Carlos Mesa is an intellectual who represents political moderates and the educated urban middle classes. He favours dialogue and rapprochement and rejects Áñez’s authoritarian excesses. However, Mesa is extremely unpopular in the eastern lowlands around Bolivia’s largest city and business centre, Santa Cruz. That’s where Áñez and Luis Fernando Camacho, who spearheaded the anti-Morales protests, have their most ardent supporters. Representing the traditional elites (of European descent) and agrobusiness, Áñez and Camacho are competing for the same conservative and religious voters.

Given MAS’s strength, opposition candidates can only win by uniting in a broad anti-MAS coalition in the second round. Áñez and Camacho are considered unlikely to go that far. While alliances could still be forged before the election, no presidential candidate wants to throw in the towel because that would lower their chances of winning seats in parliament. Thus, the 2019 scenario will probably be repeated with the MAS candidate and Mesa finishing neck and neck.

Conflict within MAS

For its part, MAS is being torn apart by questions of leadership and the future of Evo Morales. One group wants to keep Morales as an influential figure while others are reconceiving MAS without Morales. The ex-president’s image has been badly tarnished by the recent revelation of his relationship with a 19-year-old that allegedly began when the woman was a minor.

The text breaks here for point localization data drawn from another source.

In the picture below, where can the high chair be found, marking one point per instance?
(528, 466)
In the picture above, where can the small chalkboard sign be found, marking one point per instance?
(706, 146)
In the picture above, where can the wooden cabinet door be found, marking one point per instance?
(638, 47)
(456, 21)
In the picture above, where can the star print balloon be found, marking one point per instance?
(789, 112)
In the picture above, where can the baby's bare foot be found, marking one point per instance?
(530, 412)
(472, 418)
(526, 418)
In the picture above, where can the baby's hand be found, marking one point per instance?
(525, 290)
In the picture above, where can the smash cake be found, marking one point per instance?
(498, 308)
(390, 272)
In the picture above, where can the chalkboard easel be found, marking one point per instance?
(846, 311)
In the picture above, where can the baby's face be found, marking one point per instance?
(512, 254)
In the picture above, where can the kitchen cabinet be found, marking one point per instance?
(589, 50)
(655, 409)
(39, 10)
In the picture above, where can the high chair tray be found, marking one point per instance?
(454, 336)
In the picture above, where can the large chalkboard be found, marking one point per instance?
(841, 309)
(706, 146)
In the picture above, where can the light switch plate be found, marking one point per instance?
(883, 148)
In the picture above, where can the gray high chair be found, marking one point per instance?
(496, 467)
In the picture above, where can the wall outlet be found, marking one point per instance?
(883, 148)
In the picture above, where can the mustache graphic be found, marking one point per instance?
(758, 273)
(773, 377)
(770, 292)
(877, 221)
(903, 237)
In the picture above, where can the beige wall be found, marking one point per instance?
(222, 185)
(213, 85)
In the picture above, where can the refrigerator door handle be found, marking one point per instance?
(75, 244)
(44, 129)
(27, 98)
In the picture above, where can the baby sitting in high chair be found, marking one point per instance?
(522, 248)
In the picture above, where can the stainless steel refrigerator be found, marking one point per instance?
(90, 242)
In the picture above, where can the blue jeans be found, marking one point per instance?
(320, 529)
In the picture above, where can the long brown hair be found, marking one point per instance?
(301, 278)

In virtually all media outlets, Morales’s adversaries accuse him of sexually abusing minors and paedophilia. Some opponents seem more interested in damaging Morales’s reputation than in the victim’s well-being – as shown by the way they’ve published numerous photographs that identify the victim, produced detailed reports about her private life and launched a campaign defaming her family.

These uncertainties and risks regarding the electoral process, as well as the many challenges to Bolivia’s governability, result from its weak institutions and caudillo culture.

There is also tension in MAS’s previously close relationship with the COB trade union congress and its grassroots organisations. The latter protested nationwide against the election-day postponement and are deeply dissatisfied with the interim government. But lengthy negotiations and Morales’s personal intervention persuaded them to abandon their demands and stop protesting – without having gained any tangible results.

Both Morales and the MAS presidential candidate Arce accepted the postponement of the elections, with Morales fearing that social instability created by the protests and blockades could cause the entire electoral process to collapse. But Morales’s and Arce’s approval created serious rifts between the social movements and MAS. Once a functional unit, this time around, the social movements opposed the party position and called its elites ‘traitors’.

The electoral process

Although the 18 October 2020 election date is set, voter turnout might be low because of the pandemic, with polling stations possibly not opening because of a lack of election workers and problems transmitting the results on election night. These are just some of the risks that could make it hard to have the results recognised. The losing side will always find reasons to contest the result and call on its supporters to protest. This is considered likely in Bolivia no matter who wins. All observers note great potential for election-related violence.

Then, after the election, it will be difficult to insure a minimum of governability. For the first time in many years, there will probably be no clear parliamentary majority, meaning that hostile groups will have to reach agreement. A formal governing coalition is unlikely. Instead, the parties will have to hash out specific agreements on specific pieces of legislation.

These uncertainties and risks regarding the electoral process, as well as the many challenges to Bolivia’s governability, result from its weak institutions and caudillo culture. They are also an expression of the deep societal divisions that could be covered over in boom times but are now reappearing in full force.